Extracting Pages Based on Matching Strings in Acrobat Pro DC Java Script

  • December 27, 2020
  • 1 reply
  • 2500 views

I need to extract pages from a PDF document with matching strings i.e. Acrobat create a new file of all pages where it finds strings that I have in CSV or xlsx file

I only need pages having the following two strings...

macros
salesperson
I found following code while googling around but it searches only one string and creates a new file of pages matching that string. While I need to search multiple strings and need only one file. Any ideas please...

// Iterates over all pages and find a given string and extracts all
// pages on which that string is found to a new file.

var pageArray = [];

var stringToSearchFor = "Test";

for (var p = 0; p < this.numPages; p++) {
// iterate over all words
for (var n = 0; n < this.getPageNumWords(p); n++) {
if (this.getPageNthWord(p, n) == stringToSearchFor) {
pageArray.push(p);
break;
}
}
}

if (pageArray.length > 0) {
// extract all pages that contain the string into a new document
var d = app.newDoc(); // this will add a blank page - we need to remove that once we are done
for (var n = 0; n < pageArray.length; n++) {
d.insertPages( {
nPage: d.numPages-1,
cPath: this.path,
nStart: pageArray[n],
nEnd: pageArray[n],
} );
}

// remove the first page
d.deletePages(0);

}

 

I assume that some code will be added to load CSV/XLSX file and a FOR/WHILE loop to search all strings in that PDF file and storing their page numbers and then creating a new file with all these page numbers.

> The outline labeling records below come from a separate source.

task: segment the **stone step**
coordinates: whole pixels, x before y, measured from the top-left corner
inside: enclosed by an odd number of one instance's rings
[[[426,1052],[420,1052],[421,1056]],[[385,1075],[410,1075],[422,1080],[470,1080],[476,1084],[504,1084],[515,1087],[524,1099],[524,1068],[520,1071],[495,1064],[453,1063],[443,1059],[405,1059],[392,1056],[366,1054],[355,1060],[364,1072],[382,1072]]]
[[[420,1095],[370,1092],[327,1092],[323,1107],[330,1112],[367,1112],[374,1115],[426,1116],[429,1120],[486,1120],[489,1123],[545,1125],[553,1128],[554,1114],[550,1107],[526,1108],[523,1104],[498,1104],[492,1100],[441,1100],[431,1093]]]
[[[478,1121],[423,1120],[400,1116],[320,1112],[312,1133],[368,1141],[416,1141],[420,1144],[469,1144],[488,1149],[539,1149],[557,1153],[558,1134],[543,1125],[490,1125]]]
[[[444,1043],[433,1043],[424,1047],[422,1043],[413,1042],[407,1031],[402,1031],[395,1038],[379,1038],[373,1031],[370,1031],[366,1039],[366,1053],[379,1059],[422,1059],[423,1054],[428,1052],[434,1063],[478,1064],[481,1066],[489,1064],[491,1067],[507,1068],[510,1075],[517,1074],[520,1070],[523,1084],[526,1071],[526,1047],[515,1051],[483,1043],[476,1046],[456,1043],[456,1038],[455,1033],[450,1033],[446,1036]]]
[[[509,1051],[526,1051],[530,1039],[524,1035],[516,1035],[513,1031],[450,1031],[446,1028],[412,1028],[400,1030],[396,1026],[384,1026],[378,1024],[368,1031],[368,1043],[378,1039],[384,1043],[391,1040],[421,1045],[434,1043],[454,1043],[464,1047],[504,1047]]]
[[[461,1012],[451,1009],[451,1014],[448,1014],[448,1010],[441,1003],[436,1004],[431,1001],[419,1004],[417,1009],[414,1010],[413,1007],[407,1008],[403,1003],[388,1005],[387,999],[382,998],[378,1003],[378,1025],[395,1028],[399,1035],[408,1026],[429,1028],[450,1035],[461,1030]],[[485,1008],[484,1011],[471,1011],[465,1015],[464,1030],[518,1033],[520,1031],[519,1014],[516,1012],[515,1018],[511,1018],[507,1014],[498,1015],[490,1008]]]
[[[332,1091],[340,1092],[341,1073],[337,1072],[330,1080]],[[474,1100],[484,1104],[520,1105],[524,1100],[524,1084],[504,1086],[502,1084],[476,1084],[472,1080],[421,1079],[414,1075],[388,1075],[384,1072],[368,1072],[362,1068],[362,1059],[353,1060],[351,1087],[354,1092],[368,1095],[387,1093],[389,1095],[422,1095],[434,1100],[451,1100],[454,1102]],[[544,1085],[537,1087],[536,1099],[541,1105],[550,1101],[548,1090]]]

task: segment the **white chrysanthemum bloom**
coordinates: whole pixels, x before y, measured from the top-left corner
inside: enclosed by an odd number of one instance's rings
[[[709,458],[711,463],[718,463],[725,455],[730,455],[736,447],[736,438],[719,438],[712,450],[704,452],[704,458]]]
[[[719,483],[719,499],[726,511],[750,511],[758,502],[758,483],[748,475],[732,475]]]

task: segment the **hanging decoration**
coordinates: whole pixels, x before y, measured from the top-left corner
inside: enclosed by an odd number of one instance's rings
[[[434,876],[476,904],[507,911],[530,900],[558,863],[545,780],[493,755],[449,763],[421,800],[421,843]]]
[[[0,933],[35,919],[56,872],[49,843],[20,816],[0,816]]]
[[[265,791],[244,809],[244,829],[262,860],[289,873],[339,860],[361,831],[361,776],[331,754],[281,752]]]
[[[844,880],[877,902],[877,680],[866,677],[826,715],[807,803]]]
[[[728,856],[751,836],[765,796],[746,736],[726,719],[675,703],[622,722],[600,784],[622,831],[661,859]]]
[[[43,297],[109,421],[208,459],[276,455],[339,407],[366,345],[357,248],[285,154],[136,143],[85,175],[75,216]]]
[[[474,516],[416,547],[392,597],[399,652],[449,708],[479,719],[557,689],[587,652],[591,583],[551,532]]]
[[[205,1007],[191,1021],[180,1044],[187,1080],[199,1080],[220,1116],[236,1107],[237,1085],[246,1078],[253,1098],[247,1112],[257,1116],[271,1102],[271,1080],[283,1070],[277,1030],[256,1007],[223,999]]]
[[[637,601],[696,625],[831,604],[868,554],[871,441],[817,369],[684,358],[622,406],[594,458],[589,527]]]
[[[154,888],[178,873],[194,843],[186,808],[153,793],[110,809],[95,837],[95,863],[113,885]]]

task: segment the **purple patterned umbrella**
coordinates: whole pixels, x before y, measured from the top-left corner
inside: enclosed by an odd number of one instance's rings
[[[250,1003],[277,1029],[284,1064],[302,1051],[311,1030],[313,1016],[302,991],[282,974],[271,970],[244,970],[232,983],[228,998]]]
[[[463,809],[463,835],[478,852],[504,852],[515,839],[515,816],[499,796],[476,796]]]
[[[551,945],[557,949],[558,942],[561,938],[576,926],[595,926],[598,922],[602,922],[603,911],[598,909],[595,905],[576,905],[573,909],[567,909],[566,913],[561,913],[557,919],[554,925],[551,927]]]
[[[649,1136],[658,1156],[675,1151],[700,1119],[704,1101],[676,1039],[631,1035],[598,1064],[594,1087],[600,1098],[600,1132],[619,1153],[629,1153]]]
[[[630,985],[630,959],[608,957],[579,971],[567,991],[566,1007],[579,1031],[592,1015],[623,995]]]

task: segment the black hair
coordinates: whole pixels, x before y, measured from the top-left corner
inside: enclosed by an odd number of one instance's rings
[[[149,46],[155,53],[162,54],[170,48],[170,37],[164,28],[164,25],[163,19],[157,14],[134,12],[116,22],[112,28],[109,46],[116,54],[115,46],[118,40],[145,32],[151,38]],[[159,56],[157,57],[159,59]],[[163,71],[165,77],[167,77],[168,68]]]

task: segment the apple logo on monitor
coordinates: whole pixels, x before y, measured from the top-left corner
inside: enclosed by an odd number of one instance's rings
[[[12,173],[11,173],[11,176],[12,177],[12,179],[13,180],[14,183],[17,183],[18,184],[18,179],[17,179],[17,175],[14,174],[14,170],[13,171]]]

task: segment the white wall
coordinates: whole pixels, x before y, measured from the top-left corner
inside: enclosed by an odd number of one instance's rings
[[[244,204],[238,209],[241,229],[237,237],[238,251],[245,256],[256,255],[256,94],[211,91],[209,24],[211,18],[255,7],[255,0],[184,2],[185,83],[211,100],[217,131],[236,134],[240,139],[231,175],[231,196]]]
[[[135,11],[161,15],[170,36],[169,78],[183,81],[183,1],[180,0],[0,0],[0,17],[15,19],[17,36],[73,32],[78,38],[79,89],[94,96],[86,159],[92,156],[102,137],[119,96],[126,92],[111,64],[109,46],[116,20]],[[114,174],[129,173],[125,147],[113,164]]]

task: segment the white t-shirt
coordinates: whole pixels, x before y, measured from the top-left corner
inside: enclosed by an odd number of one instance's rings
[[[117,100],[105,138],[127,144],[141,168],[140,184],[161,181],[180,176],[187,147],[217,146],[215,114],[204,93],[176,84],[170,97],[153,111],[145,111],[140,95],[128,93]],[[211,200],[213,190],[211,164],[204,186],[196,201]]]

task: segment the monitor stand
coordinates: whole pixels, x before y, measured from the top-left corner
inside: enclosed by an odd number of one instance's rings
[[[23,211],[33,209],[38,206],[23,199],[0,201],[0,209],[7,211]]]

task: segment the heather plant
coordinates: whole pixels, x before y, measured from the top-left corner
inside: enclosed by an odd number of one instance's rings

This topic has been closed for replies.

1 reply

try67
Community Expert
Community Expert
December 27, 2020

Change this line

var stringToSearchFor = "Test";

To:

var stringsToSearchFor = ["macros", "salesperson"];

 

And this line:

if (this.getPageNthWord(p, n) == stringToSearchFor) {

To:

if (stringsToSearchFor.indexOf(this.getPageNthWord(p, n)!=-1) {